Brent Gordon (who declined to say how much he paid for the ads) continued to live out his daughter’s public dream of having girls’ football offered at every high school in the state, but while this remains confusing in the judicial system, he said the Super Bowl was the perfect opportunity to keep going.
“Advertising is a great way to show people who might be skeptical about whether girls can play soccer if they really want to play soccer,” he told Sportzshala. “Essentially, this is a 30-second story about why girls football is important to people who are in the community and who may even make decisions about whether girls football will be offered in high school here in Utah. “.
In June 2017, on the 45th anniversary of Title IX, Brent Gordon filed a lawsuit against 19 high schools in three Salt Lake County school districts—Jordan, Granite, and Canyon School Districts—arguing that the way to correct disparities in sports participation numbers between high school students and girls to suggest football for girls. They lost the case but appealed the decision, which ultimately stated that the courts could not force high schools to provide soccer balls for girls, and the decision is now back in the circuit court for reconsideration.
“When my dad called me and said he got the Super Bowl ad space, I was ecstatic,” Sam Gordon said Thursday as she hurried between classes at Columbia University. “I thought it was a great idea. He has always been my biggest supporter, the biggest supporter in this league. So it’s incredible to see him still struggling even when I’m out of the league and it’s more than just the two of us. and the Gordon family tries to let their daughter play. No, it’s the whole community and the whole floor, and my dad is still fighting even though I’m not there.”
Last season, the Utah football club had 650 members and about 34 teams, up from 50 registered in 2015. He also partners with Under Armor as a sponsor and plays his championship game at Rice-Eccles Stadium, home. Utah, and hosts the Boys’ High School Football Championship.
“We’re trying to recreate a comparable experience for girls as much as possible,” Brent Gordon said, “but nothing beats being able to play for your school and have fight rallies and all that stuff.”
Sam Gordon played on the boys’ football team until seventh grade, when it became clear that safety and injury risk were becoming increasingly important factors. Instead of arguing about letting the girls play on the boys’ team, they turned their attention to giving the girls their own team. Sam Gordon played in the Utah Girls Tackle Football League until she graduated from high school.
“Just give us a chance to play,” she said. “If you look at Title IX from a legal standpoint, the number of girls participating is significantly less than the number of boys, and this is completely offset by football, and I think it’s impossible to ask girls to try to compete with boys who are twice their size.” size,” she said. “There is no way I can participate in high school football for boys. I think that is an unfair expectation and you are just making this decision based on pre-existing stereotypes. If you give us a chance to play, we will go out and play and we don’t ask for much – just access to the fields and giving the girls proof that they are playing for their school team.”
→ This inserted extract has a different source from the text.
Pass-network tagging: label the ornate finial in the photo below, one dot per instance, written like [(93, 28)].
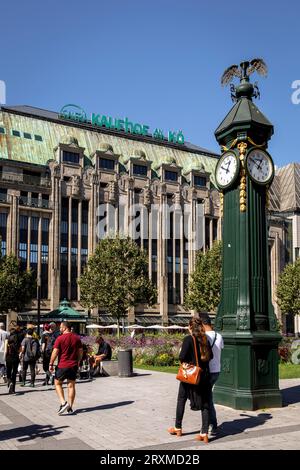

According to Brent Gordon, this is a possibility that goes beyond the game – intangible things that you might not glean from a 30-second clip on Sunday.
“I keep getting text messages and emails from parents telling me, ‘My daughter was bullied because of her weight and now she comes to football and the coach says, ‘You will be the star of my team. ‘” he said. “They saw this transformation of their daughter from depression and suicidal thoughts to self-confidence and self-respect.”
“This is what I believe in as a way that I can help these girls, support them and let other girls who are in similar situations who have no idea this is an opportunity, let them know that this is what maybe they want to do. he said, “let them know that if they want to do something, then this is for them.”